Jozef Májek became a symbol of the antifascist fighters in Spain. A poem titled "Májkovská" by Ján Poničan, dedicated to his memory, was published in the Slovenské zvesti newspaper. The writer, poet, and publicist Ladislav Novomestský also wrote a poem, "Španielska krajina", which was likewise dedicated to Jozef Májek. In the German magazine Volks-Illustrierte, published under the leadership of Erwin Kubicek, a photomontage was printed that became a symbol of the struggle of international volunteers. It represented the fact that the defense of Republican Spain was not solely the work of communists. This montage, created by the renowned German artist John Heartfield, symbolized four interbrigadists: the German communist Hans Beimler, Belgian social democrat Brecht, Spanish anarchist Buenaventura Durruti, and Jozef Májek, who represented antifascist Catholics.

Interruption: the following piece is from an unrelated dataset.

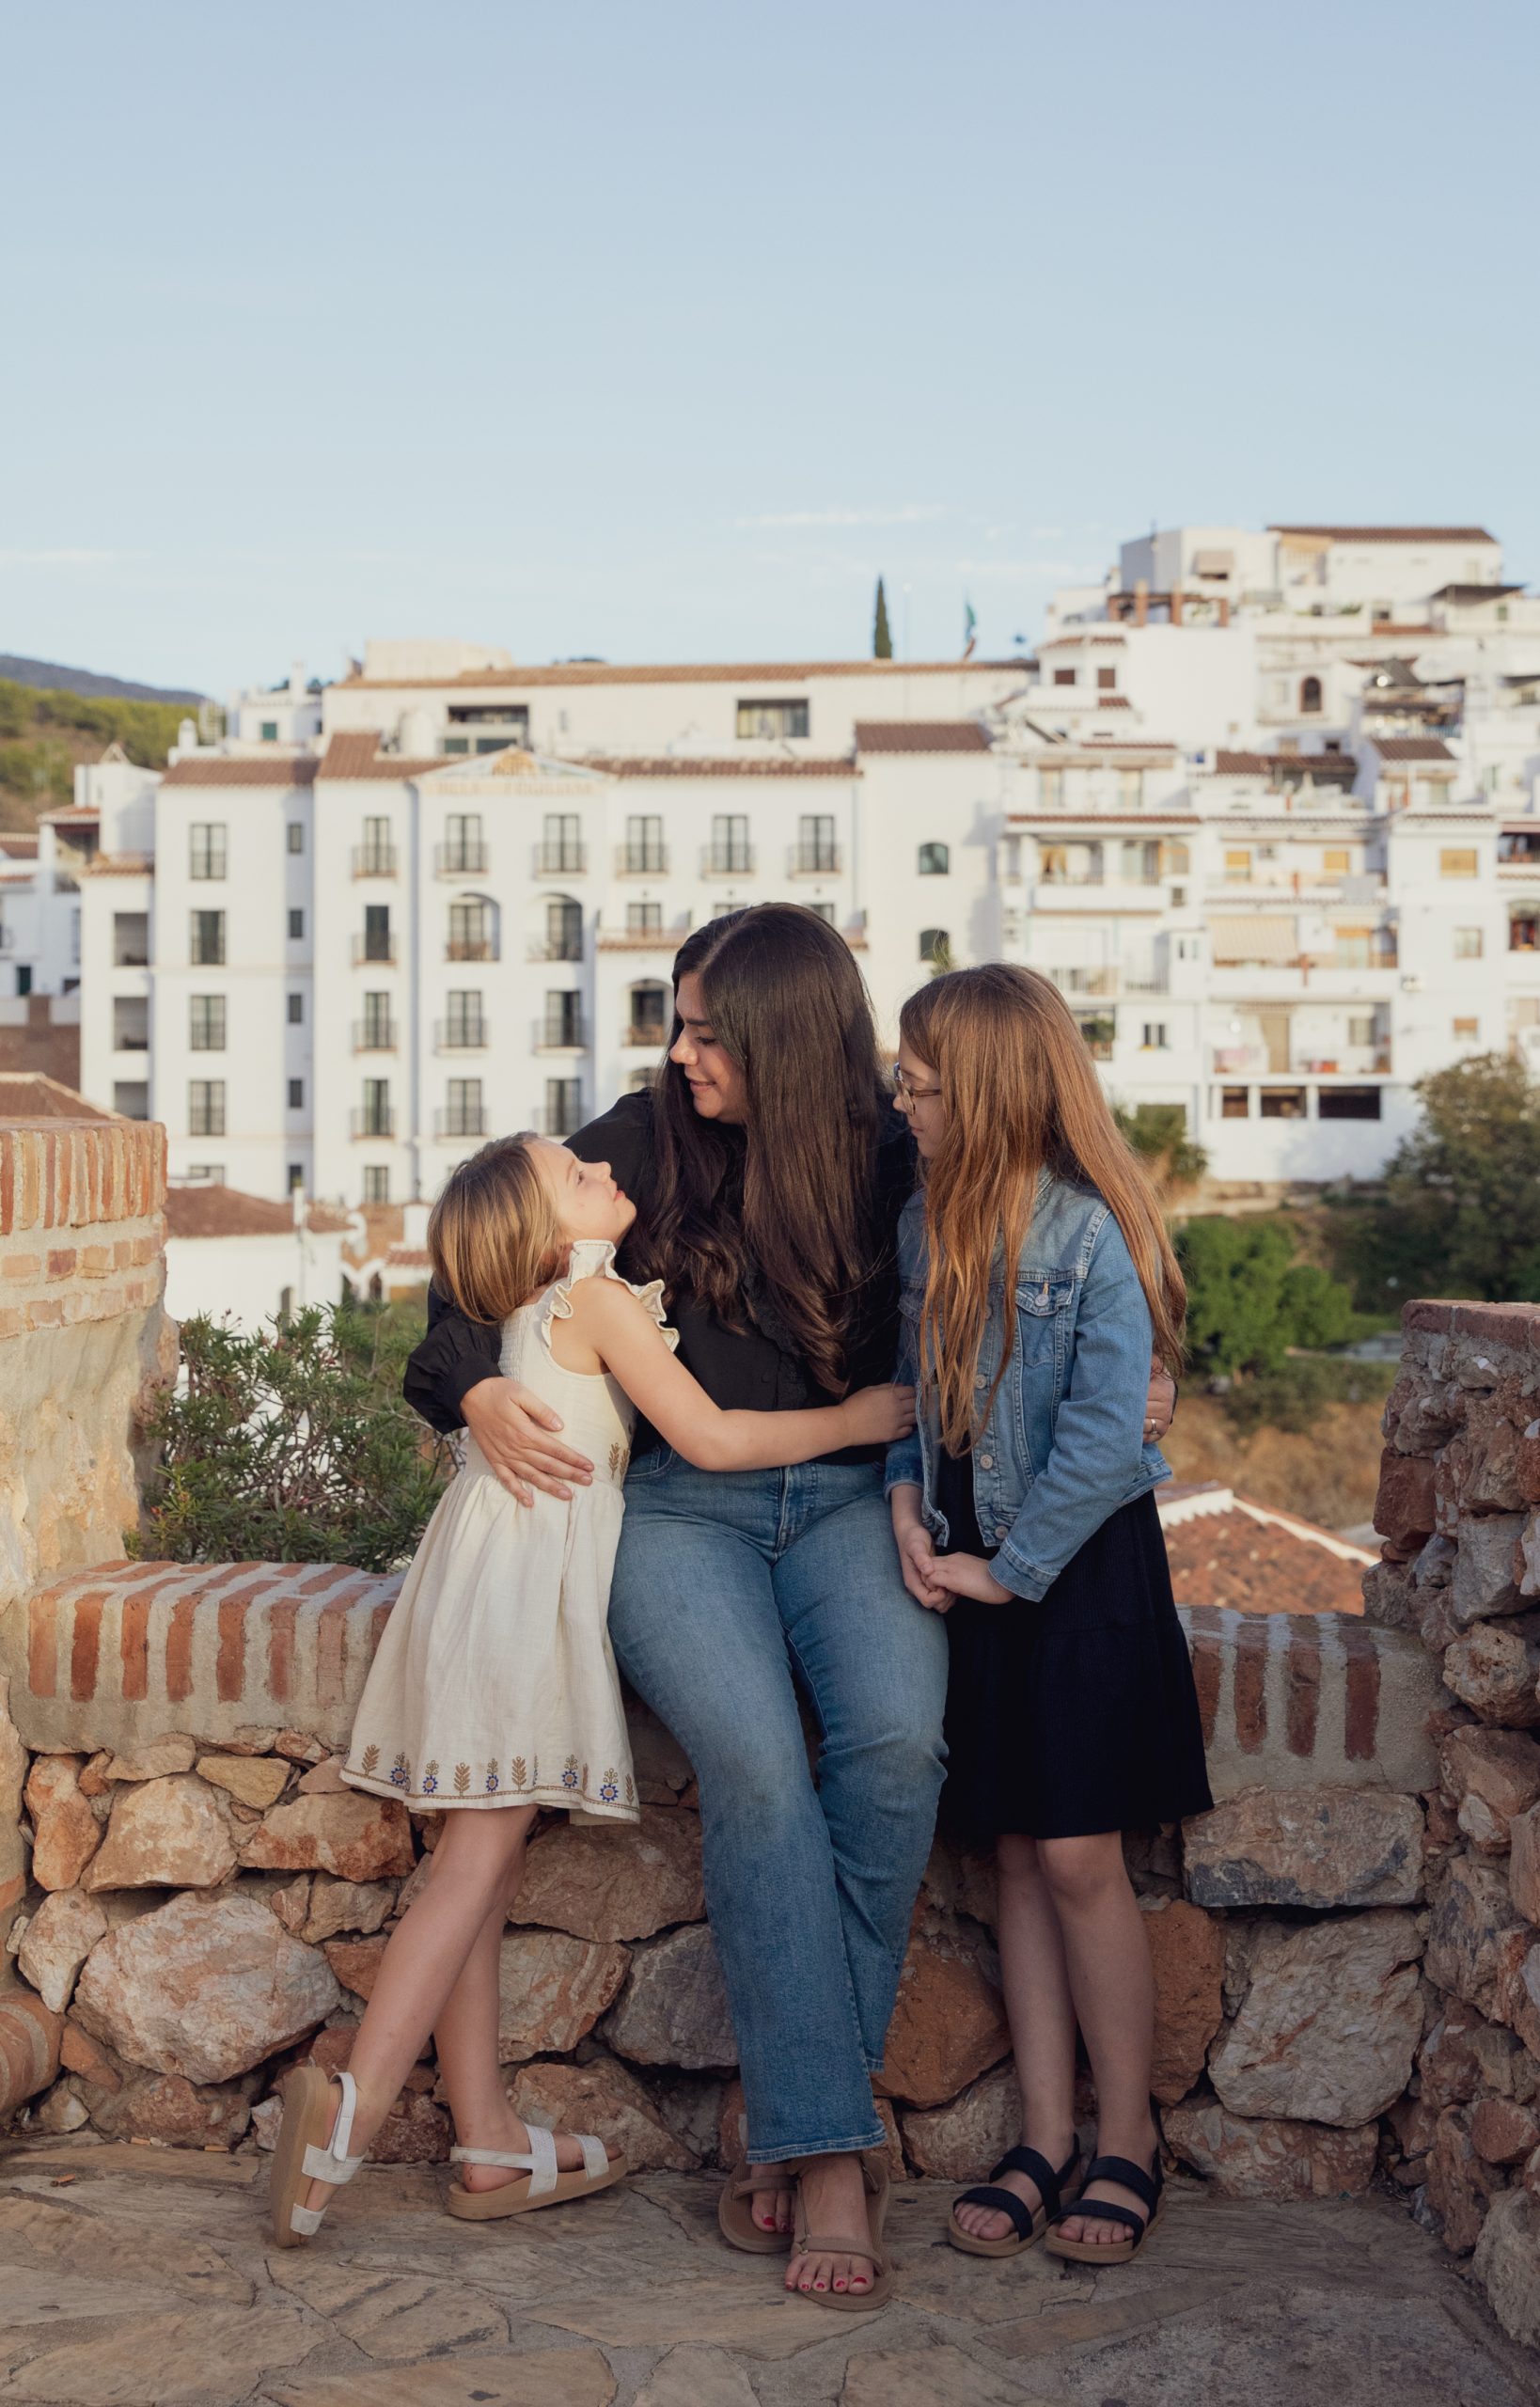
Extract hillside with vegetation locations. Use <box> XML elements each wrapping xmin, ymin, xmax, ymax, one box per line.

Jozef Májek was posthumously awarded the Order of the White Lion, 1st class, by the President of Czechoslovakia for his fight against fascism and his outstanding contributions to the Czechoslovak state. It was the highest state decoration. According to the law, this order was to be awarded only by the president, who could also authorize the prime minister or the commander-in-chief of the army for this purpose. In the photograph, there is a decree signed by General Ludvík Svoboda.

After World War II, a memorial plaque was unveiled in Ružomberok at the Liptov Museum in honor of Jozef Májek. In 1974, a tourist hut named after him was built on Malinô Brdo hill in the Great Fatra Mountains, which still bears his name today. Another plaque honoring the fallen interbrigadist was placed at the school building in Vlkolínec, which now serves as the Gallery of Folk Art. In Bratislava, a street in the Old Town was named Májkova Street in his honor.